- Film poster
- Directed by: Claude Chabrol
- Screenplay by: Claude Chabrol Caroline Eliacheff
- Based on: The Chocolate Cobweb by Charlotte Armstrong
- Produced by: Marin Karmitz
- Starring: Isabelle Huppert Jacques Dutronc Anna Mouglalis
- Cinematography: Renato Berta
- Edited by: Monique Fardoulis
- Music by: Matthieu Chabrol
- Distributed by: MK2 Diffusion
- Release date: 25 October 2000;
- Running time: 99 minutes
- Country: France
- Language: French
- Budget: $5.9 million
- Box office: $13.4 million

= Merci pour le Chocolat =

2000 film

Merci pour le Chocolat, also known as Nightcap, is a 2000 French psychological thriller film directed by Claude Chabrol and starring Isabelle Huppert and Jacques Dutronc. The film is based on the novel The Chocolate Cobweb by Charlotte Armstrong.

==Plot==
André Polonski is a virtuoso pianist of international renown. He first married Mika, owner of a Swiss chocolate company, but then left her for Lisbeth, with whom he had a son, Guillaume. When Lisbeth died in a car accident, he remarried Mika.

André wishes his son was more active, and showed more interest in things. Mika feels that André only cares about his music, abuses sleeping pills and neglects her. Still she tries to be a good homemaker and prepares a cup of chocolate for Guillaume every night.

The family's life is disrupted by the arrival of Jeanne, a young pianist, who might be André's daughter. Jeanne begins suspecting that Mika is poisoning Guillaume's chocolate and also has something to do with Lisbeth's death.

==Cast==
- Isabelle Huppert as Marie-Claire 'Mika' Muller
- Jacques Dutronc as André Polonski
- Anna Mouglalis as Jeanne Pollet
- Rodolphe Pauly as Guillaume Polonski
- Brigitte Catillon as Louise Pollet
- Michel Robin as Dufreigne
- Mathieu Simonet as Axel
- Lydia Andrei as Lisbeth
- Véronique Alain as Madame le Maire
- Isolde Barth as Pauline
- Sibylle Blanc as Nathalie

==Reception==
The film received generally positive reviews.

Variety called it "a treat, a delicious blend of perversity, playfulness and deadly passion concealed beneath the tranquil, moneyed surface of the Swiss bourgeoisie", and said it is "fit to stand alongside his [Chabrol's] late-'60s career highs."

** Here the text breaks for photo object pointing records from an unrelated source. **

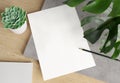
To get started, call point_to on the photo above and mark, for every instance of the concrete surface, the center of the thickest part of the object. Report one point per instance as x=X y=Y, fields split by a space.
x=106 y=69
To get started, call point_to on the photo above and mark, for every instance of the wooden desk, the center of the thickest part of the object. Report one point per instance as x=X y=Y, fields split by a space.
x=12 y=45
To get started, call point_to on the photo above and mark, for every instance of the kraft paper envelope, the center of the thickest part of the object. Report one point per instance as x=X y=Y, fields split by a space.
x=13 y=72
x=58 y=36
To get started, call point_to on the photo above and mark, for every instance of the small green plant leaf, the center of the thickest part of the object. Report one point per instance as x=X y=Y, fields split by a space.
x=73 y=3
x=94 y=34
x=97 y=6
x=90 y=19
x=116 y=51
x=116 y=8
x=13 y=17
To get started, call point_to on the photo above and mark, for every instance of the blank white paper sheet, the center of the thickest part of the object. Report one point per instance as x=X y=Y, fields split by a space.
x=13 y=72
x=58 y=35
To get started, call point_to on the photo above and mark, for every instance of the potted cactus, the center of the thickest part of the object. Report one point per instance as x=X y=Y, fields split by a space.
x=14 y=19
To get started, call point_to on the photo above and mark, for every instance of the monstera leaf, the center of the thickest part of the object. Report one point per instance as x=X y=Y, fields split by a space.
x=73 y=3
x=97 y=6
x=92 y=35
x=116 y=8
x=90 y=19
x=117 y=50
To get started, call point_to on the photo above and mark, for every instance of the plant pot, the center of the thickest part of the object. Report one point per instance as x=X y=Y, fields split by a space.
x=21 y=29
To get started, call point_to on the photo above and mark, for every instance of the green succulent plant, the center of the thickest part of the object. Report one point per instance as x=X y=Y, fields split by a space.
x=13 y=17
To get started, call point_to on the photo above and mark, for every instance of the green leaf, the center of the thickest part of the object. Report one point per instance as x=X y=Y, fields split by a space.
x=94 y=34
x=73 y=3
x=116 y=51
x=111 y=39
x=97 y=6
x=89 y=19
x=116 y=8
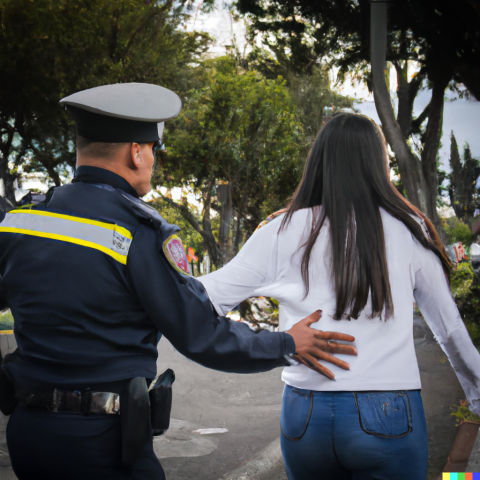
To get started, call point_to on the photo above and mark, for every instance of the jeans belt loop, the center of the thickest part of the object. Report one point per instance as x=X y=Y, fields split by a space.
x=86 y=402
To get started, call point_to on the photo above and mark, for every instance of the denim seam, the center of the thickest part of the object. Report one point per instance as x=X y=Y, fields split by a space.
x=296 y=439
x=381 y=434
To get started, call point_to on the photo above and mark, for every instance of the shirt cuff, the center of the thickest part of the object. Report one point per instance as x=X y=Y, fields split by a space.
x=289 y=344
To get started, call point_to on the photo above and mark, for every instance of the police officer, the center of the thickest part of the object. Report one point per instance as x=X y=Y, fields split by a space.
x=92 y=274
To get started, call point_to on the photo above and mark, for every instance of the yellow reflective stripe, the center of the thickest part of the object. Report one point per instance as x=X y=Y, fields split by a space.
x=65 y=238
x=108 y=226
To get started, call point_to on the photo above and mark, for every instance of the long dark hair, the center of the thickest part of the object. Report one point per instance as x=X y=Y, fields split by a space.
x=347 y=174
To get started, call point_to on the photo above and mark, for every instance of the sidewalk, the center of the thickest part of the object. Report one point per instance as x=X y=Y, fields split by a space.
x=249 y=407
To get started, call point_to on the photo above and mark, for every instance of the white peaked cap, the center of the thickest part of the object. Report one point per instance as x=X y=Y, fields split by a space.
x=131 y=101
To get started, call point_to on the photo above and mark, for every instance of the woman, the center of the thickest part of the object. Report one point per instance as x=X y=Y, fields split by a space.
x=351 y=246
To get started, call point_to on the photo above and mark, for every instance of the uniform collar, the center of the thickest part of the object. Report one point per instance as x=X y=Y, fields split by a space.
x=87 y=174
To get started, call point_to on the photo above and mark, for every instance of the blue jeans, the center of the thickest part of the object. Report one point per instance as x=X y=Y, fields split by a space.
x=353 y=435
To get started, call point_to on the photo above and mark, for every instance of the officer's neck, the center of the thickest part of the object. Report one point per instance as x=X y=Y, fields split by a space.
x=128 y=172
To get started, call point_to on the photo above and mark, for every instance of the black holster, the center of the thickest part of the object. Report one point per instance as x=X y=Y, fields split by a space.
x=135 y=420
x=8 y=399
x=160 y=394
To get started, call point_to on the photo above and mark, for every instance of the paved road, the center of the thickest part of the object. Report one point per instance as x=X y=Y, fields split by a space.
x=249 y=407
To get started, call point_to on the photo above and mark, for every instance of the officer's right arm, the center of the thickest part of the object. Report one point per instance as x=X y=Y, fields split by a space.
x=179 y=307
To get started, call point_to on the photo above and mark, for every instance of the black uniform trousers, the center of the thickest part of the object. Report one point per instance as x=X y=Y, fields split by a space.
x=71 y=446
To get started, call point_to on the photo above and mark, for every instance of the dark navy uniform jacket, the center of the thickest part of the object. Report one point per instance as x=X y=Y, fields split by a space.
x=89 y=287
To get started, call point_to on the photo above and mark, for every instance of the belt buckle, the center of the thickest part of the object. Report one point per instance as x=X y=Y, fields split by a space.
x=57 y=400
x=105 y=402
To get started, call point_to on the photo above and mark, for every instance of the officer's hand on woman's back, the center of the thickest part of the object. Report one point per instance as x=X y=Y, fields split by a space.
x=311 y=344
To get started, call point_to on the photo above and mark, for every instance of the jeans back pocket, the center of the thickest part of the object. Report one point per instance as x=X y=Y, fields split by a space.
x=297 y=408
x=385 y=414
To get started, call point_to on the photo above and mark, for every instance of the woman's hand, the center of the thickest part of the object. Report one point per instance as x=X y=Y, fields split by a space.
x=312 y=344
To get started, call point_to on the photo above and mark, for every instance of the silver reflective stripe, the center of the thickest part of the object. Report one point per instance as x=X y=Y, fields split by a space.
x=111 y=239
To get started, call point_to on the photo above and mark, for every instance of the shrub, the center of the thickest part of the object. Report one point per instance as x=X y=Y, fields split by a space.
x=457 y=231
x=465 y=287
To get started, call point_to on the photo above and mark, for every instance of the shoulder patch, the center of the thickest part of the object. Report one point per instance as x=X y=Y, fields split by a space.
x=175 y=253
x=271 y=217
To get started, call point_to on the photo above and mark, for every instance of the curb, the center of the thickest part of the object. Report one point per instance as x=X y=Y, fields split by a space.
x=265 y=463
x=459 y=455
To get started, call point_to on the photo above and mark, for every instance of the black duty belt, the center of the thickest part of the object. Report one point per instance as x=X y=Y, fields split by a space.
x=85 y=402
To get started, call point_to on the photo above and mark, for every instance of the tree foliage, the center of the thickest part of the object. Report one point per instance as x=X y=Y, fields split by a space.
x=442 y=37
x=52 y=48
x=238 y=144
x=464 y=197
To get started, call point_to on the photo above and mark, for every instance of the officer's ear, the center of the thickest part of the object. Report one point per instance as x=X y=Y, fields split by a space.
x=135 y=152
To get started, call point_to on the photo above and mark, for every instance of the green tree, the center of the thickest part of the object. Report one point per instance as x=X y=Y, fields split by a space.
x=52 y=48
x=441 y=36
x=463 y=194
x=238 y=144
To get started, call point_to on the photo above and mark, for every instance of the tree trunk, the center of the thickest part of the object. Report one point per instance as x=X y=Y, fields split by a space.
x=225 y=198
x=430 y=150
x=207 y=233
x=408 y=164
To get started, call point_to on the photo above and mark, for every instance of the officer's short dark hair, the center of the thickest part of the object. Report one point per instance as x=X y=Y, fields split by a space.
x=94 y=149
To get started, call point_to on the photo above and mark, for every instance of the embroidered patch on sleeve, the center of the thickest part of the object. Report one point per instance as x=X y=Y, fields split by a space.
x=175 y=253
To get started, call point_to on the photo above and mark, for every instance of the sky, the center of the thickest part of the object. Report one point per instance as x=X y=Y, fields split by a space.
x=460 y=116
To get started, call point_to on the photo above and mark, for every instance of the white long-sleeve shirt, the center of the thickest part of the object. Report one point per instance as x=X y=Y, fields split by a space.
x=269 y=265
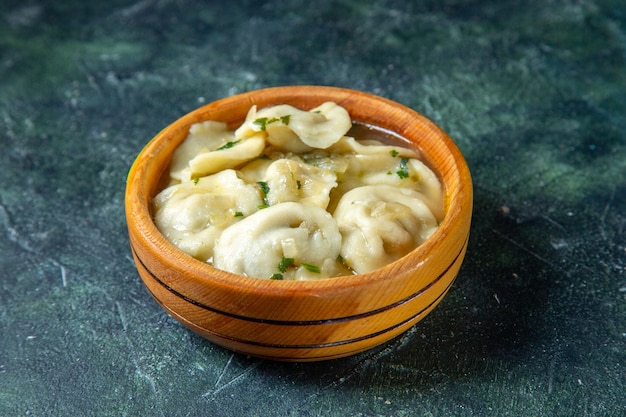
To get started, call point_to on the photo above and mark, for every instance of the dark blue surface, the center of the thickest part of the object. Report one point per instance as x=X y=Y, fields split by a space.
x=534 y=94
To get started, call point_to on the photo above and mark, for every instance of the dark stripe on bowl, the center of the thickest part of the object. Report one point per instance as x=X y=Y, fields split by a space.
x=302 y=322
x=336 y=343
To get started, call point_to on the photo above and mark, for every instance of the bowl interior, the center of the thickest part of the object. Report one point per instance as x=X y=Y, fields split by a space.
x=437 y=150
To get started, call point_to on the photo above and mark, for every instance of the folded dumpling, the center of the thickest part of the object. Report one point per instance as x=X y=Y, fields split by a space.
x=285 y=241
x=293 y=130
x=193 y=214
x=380 y=224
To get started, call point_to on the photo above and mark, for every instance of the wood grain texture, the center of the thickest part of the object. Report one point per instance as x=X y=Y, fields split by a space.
x=295 y=320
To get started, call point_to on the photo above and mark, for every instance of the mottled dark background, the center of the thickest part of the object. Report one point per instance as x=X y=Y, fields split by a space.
x=534 y=94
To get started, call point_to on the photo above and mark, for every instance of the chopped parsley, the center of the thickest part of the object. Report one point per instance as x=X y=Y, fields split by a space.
x=284 y=264
x=228 y=145
x=311 y=268
x=265 y=190
x=403 y=172
x=263 y=122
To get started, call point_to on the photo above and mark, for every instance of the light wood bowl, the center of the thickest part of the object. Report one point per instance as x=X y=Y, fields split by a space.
x=302 y=320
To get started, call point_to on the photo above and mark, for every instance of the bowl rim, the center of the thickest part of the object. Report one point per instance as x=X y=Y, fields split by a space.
x=139 y=217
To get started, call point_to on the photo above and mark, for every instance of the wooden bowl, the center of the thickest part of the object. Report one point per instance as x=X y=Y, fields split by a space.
x=302 y=320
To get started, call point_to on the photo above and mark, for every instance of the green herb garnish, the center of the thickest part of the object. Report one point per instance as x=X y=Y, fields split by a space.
x=311 y=268
x=265 y=190
x=403 y=172
x=263 y=122
x=228 y=145
x=284 y=264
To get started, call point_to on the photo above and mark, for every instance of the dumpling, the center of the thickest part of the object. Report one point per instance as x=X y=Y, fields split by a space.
x=381 y=223
x=193 y=214
x=285 y=241
x=293 y=130
x=230 y=155
x=295 y=180
x=202 y=137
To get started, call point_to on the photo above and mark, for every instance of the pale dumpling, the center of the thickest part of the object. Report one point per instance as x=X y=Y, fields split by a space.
x=259 y=245
x=380 y=224
x=295 y=180
x=202 y=137
x=293 y=130
x=193 y=214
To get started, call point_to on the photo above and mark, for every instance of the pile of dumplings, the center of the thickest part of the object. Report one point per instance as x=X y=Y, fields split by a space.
x=289 y=196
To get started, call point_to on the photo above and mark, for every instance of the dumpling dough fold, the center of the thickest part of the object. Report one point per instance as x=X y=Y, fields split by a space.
x=256 y=245
x=380 y=224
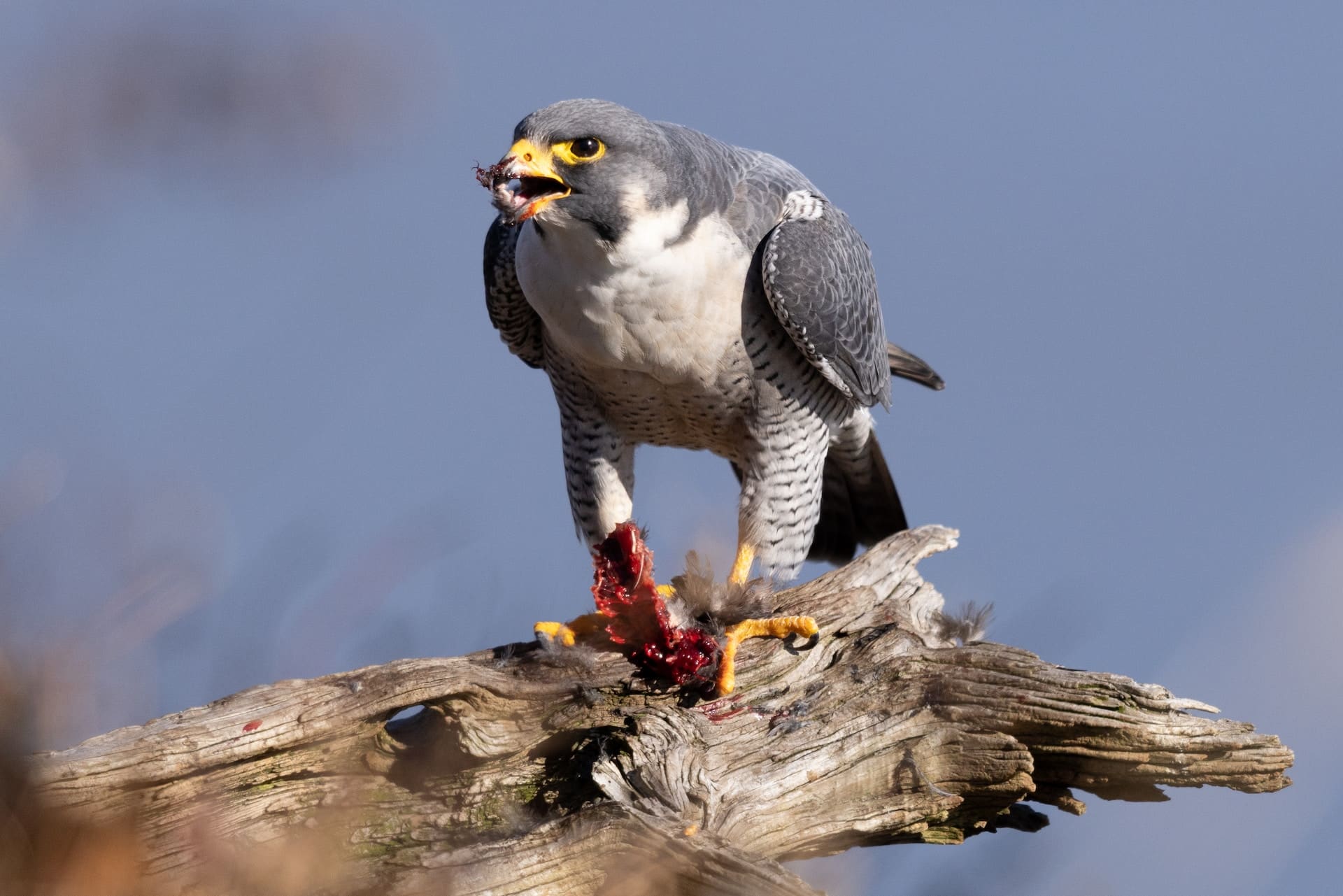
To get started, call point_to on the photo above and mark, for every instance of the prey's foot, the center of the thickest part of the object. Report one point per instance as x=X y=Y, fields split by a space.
x=566 y=633
x=776 y=627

Roger Ebert said that the film's appeal "is not in the somewhat creaky old poisoning plot, not in the hints of suppressed family secrets, not in the suspense about what will happen next" but in Huppert's enigmatic character which is "maddening, perverse and seductive."

The Guardian called it "an intriguing little film, playfully aware of its own contrivances" but "stylish and intelligent - maintaining just enough of a frisson to keep you on the edge of your seat."

The Los Angeles Times said the film "crackles with wit and elegance, humor and pathos."

Time Out called it "a dark, velvety film which masks the rough with the smooth and coats a bitter pill in a veneer of decadent French polish."